Fundamental dishonesty and QOCS
A judge was entitled to find that a road traffic accident claim was fundamentally dishonest and to apply qualified one-way costs shifting (QOCS) under CPR 44.16. Although the insurer’s defence did not allege fundamental dishonesty, the relevant points were adequately foreshadowed in the defence and sufficiently explored during oral evidence (
Howlett v Davies and Ageas Insurance Ltd).
Late acceptance of claimants’ Part 36 offers
Where an action exits the pre-action protocol for low value personal injury claims in road traffic actions, and the defendant accepts a claimant’s Part 36 offer out of time, the claimant can only recover fixed costs throughout. DJ Besford concluded that his previous decision in
Sunderland v Khan awarding the claimant indemnity costs for the period of delay was wrong. The Court of Appeal is to consider this question in
Hislop v Perde where the claimant recovered costs on the standard basis, and not fixed costs, for the period of delay (
Whalley v Advantage Insurance Co Ltd County Court (Kingston upon Hull) 5 October 2017).
Calculating claim form service dates
Where the court makes an order extending the date for service of the claim form, the deadline is not affected by the deemed service date in CPR 6.14. CPR 7.5 applies in that situation as well as where the claim form is served within the four month period. If there was a conflict between this decision and
Brightside Group Ltd v RSM UK Audit LLP, Master McCloud disagreed with the earlier decision (
Jones v Chichester Harbour Conservancy).
Non-party costs orders
Where a funder in the same group of companies as the claimant was the real party to the litigation and would directly benefit if it succeeded, it was appropriate to make a non-party costs order against the funder. In contrast, it will not be appropriate to make such an order simply because the funder is in the same group and may therefore benefit from the litigation (
Montpelier Business Reorganisation Ltd v Jones).

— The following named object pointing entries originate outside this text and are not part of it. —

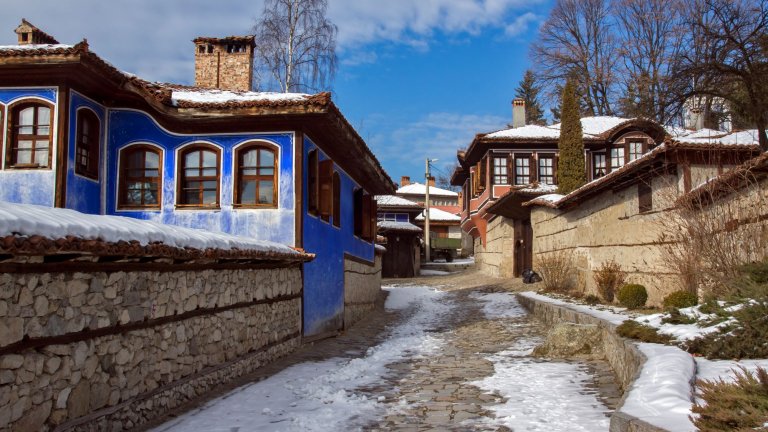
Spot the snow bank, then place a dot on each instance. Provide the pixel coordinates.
(661, 395)
(55, 223)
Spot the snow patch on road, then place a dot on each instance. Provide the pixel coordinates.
(543, 396)
(322, 396)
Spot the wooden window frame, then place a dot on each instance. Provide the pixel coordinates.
(312, 182)
(181, 177)
(13, 136)
(87, 150)
(515, 158)
(553, 167)
(122, 191)
(336, 199)
(500, 179)
(239, 176)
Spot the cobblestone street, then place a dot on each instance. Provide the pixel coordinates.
(438, 390)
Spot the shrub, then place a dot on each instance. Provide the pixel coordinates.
(680, 299)
(741, 405)
(747, 339)
(557, 270)
(608, 278)
(675, 317)
(592, 299)
(633, 296)
(634, 330)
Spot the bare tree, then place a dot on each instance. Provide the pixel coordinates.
(726, 57)
(648, 44)
(577, 41)
(295, 46)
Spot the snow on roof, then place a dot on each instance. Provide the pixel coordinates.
(529, 131)
(394, 200)
(597, 125)
(420, 189)
(398, 226)
(438, 215)
(224, 96)
(35, 47)
(55, 223)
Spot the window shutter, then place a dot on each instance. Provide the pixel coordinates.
(326, 189)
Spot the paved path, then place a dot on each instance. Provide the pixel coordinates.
(436, 391)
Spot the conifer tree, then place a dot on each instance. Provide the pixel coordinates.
(528, 90)
(571, 170)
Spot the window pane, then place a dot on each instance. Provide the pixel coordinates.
(248, 192)
(267, 158)
(266, 192)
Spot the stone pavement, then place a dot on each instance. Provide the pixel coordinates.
(433, 393)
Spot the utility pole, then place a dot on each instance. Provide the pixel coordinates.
(426, 212)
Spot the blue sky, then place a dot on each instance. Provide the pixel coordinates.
(416, 78)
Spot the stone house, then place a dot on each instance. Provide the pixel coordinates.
(620, 216)
(501, 170)
(83, 135)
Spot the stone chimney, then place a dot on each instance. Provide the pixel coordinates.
(29, 34)
(518, 113)
(224, 63)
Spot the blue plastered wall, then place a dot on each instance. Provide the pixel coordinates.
(84, 194)
(33, 186)
(128, 127)
(324, 276)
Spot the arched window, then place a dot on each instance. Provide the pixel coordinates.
(140, 177)
(199, 176)
(30, 136)
(336, 200)
(256, 176)
(87, 144)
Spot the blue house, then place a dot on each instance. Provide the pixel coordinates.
(80, 134)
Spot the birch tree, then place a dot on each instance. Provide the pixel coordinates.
(295, 46)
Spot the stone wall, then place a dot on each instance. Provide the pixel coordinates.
(623, 356)
(362, 288)
(497, 257)
(112, 350)
(610, 227)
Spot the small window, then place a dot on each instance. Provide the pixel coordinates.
(336, 200)
(312, 184)
(199, 177)
(636, 149)
(31, 136)
(547, 170)
(87, 144)
(645, 197)
(617, 158)
(500, 173)
(522, 170)
(140, 174)
(256, 177)
(598, 165)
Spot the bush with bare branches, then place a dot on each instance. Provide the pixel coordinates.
(557, 270)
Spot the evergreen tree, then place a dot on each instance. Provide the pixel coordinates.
(571, 170)
(529, 89)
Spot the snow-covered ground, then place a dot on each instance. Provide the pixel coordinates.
(540, 395)
(323, 396)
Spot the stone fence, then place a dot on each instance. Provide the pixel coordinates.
(118, 344)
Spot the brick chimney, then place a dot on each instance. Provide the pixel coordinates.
(29, 34)
(518, 113)
(224, 63)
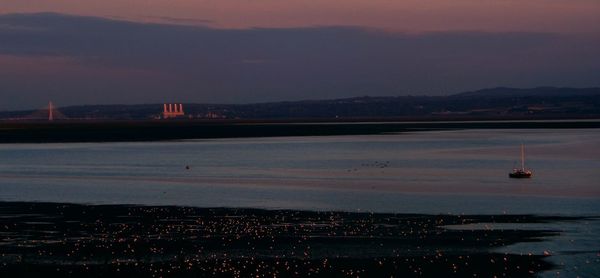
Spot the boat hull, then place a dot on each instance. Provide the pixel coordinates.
(520, 175)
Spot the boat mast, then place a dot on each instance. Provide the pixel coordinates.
(522, 158)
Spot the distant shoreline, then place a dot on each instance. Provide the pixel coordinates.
(156, 130)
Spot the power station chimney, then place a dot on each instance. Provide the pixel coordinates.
(50, 111)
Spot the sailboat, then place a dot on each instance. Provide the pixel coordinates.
(521, 173)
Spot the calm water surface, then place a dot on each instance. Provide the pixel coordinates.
(423, 172)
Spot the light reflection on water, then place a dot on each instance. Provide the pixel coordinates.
(458, 172)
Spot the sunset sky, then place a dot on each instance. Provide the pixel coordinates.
(239, 51)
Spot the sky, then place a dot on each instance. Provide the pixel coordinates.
(77, 52)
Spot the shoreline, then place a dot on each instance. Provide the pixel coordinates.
(148, 131)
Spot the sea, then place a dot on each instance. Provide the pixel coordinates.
(431, 172)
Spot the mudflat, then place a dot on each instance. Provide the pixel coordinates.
(59, 239)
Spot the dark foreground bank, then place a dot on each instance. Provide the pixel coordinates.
(123, 131)
(66, 240)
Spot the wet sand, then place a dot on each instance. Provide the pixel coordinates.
(53, 239)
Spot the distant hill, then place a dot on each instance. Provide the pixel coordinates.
(487, 103)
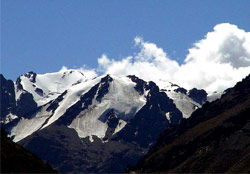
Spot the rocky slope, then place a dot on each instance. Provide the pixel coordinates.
(215, 139)
(87, 124)
(16, 159)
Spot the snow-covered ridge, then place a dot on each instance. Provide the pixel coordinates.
(57, 93)
(46, 87)
(181, 98)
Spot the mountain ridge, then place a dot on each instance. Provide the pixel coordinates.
(214, 139)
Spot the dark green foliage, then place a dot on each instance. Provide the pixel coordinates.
(16, 159)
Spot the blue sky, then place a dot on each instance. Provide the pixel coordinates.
(44, 35)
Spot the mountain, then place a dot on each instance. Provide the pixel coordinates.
(16, 159)
(214, 139)
(79, 123)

Solicitors’ duties in low value cases
Where solicitors were unable to make a claim for special damages in respect of services in a personal injury claim because the claimant said that there was no evidence to support such a claim and he did not wish to pursue it, they had not acted negligently. The solicitors were not under a duty to try to change the client’s mind where the client was of full capacity; there came a point where his autonomy should be respected. There must be a sensible limit upon what we can expect solicitors to do in high volume, fixed costs cases (
Thomas v Hugh James Ford Simey Solicitors).